Gains arising from the disposal of movable property are normally to be taxed only in the country of the taxpayer’s residence. Gains arising from the disposal of movable property forming assets of a permanent establishment or fixed base which the taxpayer has in the other country may be taxed in that other country (Article 13).

The earnings of temporary business visitors and some other individuals are, subject to certain conditions, only to be taxed in the country of the taxpayer’s residence (Articles 14 and 15). Fees received by a resident of one country in his capacity as a director of a company resident in the other country may be taxed in the latter country (Article 16). Income derived from the activities of artistes and sportsmen may be taxed in the country in which those activities are performed (Article 17). Occupational pensions (other than those paid in respect of Government service) and annuities are to be taxed only in the recipient’s country of residence, provided that the recipient is subject to tax in that country on the income concerned (Article 18). Government service remuneration and pensions are normally taxable only by the paying Government (Article 19). Payments made to students and business apprentices are, subject to certain conditions, to be exempt from tax in the country visited (Article 20). Other income not specified in the Agreement remains taxable only in the recipient’s country of residence (Article 21).

Where income continues to be taxable in both countries credit will be given in the taxpayer’s country of residence for tax imposed by the other country. In the case of dividends, the United Kingdom will give credit for the underlying tax paid in the Sultanate of Oman where the shareholder is a United Kingdom company which controls at least 10 per cent. of the voting power in the company paying the dividends (Article 22).

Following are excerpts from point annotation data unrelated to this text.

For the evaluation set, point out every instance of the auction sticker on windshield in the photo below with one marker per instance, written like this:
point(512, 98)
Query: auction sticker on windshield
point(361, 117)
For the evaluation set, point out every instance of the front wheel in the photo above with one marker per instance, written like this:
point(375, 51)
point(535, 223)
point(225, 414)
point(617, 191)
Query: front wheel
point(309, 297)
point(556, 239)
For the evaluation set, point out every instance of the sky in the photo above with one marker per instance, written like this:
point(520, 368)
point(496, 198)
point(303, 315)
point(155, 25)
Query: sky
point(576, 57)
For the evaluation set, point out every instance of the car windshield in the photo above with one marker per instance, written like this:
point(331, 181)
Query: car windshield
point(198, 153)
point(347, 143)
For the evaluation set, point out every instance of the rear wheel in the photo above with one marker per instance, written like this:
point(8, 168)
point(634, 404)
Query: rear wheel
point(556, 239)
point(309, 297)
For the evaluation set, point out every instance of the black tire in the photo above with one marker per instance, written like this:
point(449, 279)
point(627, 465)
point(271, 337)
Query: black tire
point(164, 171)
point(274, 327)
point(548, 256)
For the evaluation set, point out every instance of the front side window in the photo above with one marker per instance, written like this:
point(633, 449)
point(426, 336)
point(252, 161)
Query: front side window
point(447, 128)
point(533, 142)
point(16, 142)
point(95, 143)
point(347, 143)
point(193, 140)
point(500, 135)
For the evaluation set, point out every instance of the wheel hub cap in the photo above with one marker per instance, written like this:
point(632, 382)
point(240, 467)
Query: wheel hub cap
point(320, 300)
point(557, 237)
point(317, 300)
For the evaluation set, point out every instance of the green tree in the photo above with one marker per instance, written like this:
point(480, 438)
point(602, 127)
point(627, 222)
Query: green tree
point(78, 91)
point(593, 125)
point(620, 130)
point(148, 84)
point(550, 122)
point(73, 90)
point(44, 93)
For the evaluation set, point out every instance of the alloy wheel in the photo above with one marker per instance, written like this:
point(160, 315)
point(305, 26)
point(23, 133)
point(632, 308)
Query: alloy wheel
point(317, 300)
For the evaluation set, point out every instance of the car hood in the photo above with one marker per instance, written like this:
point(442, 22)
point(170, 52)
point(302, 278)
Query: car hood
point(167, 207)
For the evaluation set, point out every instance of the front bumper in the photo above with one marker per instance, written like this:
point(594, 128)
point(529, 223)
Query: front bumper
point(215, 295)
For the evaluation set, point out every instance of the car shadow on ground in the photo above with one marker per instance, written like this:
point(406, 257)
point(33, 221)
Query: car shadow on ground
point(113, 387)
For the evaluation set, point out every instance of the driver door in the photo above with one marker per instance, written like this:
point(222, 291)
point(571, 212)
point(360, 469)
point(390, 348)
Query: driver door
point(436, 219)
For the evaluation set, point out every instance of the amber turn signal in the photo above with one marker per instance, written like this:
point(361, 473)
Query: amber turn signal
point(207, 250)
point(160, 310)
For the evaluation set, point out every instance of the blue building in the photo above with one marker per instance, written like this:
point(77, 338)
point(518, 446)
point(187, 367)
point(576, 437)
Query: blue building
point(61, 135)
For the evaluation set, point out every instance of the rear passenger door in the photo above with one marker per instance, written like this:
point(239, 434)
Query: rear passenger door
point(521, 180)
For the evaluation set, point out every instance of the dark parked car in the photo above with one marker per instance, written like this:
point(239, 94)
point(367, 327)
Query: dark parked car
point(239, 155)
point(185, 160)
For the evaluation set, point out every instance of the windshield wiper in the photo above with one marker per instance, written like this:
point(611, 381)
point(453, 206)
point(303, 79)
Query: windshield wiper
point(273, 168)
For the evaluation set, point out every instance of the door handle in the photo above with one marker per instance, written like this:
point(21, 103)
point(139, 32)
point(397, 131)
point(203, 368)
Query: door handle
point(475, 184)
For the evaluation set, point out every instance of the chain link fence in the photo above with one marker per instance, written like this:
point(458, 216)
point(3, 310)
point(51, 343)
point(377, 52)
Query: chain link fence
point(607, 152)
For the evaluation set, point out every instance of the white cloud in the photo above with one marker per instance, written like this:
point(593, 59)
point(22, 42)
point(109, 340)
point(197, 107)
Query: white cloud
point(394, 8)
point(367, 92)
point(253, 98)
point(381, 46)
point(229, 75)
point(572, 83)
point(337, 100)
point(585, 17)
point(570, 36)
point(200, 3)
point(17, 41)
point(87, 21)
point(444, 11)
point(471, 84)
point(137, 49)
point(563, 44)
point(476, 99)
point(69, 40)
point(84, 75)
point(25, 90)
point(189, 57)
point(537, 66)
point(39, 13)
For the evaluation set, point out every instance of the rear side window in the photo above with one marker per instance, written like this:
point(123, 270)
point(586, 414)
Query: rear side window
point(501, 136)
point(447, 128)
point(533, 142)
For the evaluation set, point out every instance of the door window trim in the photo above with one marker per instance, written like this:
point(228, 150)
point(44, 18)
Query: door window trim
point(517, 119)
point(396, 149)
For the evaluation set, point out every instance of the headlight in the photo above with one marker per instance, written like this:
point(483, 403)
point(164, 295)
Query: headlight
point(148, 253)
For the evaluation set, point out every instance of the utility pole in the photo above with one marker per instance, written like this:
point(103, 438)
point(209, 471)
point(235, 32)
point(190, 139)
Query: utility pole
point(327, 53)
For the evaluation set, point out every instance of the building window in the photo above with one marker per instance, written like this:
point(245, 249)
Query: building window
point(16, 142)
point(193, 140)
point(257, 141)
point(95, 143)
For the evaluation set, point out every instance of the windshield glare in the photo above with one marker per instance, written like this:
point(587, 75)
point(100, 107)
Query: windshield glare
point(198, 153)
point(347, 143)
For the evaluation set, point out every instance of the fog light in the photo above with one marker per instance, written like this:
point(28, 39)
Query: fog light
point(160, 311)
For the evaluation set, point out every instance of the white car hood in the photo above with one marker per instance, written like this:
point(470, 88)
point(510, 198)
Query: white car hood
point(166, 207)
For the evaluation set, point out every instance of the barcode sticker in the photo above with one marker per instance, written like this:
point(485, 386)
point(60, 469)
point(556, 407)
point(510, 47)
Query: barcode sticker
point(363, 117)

There are provisions safeguarding nationals and enterprises of one country against discriminatory taxation in the other country (Article 25) and for consultation (Article 26) and exchanges of information (Article 27) between the taxation authorities of the two countries.

The Exchange of Notes set out in Part II of the Schedule contains agreements between the United Kingdom and the Sultanate of Oman in relation to Articles 4, 5, 7, 18, 20, 25 and 26 of the Agreement.

The Agreement will enter into force on the date of the later of the notifications by each country of the completion of its legislative procedures. The Agreement is, in general, to have effect in the United Kingdom for financial years beginning from 1st April 1996 in respect of corporation tax and for years of assessment beginning from 6th April 1996 for income tax and capital gains tax. However, certain provisions of the Agreement relating to profits, income and gains derived from ships or aircraft in international traffic are to have effect from 1st January 1979. The date of entry into force will in due course be published in the London, Edinburgh and Belfast Gazettes.

(1)

1988 c. 1; section 788 is extended by section 277 of the Taxation of Chargeable Gains Act 1992 (c. 12).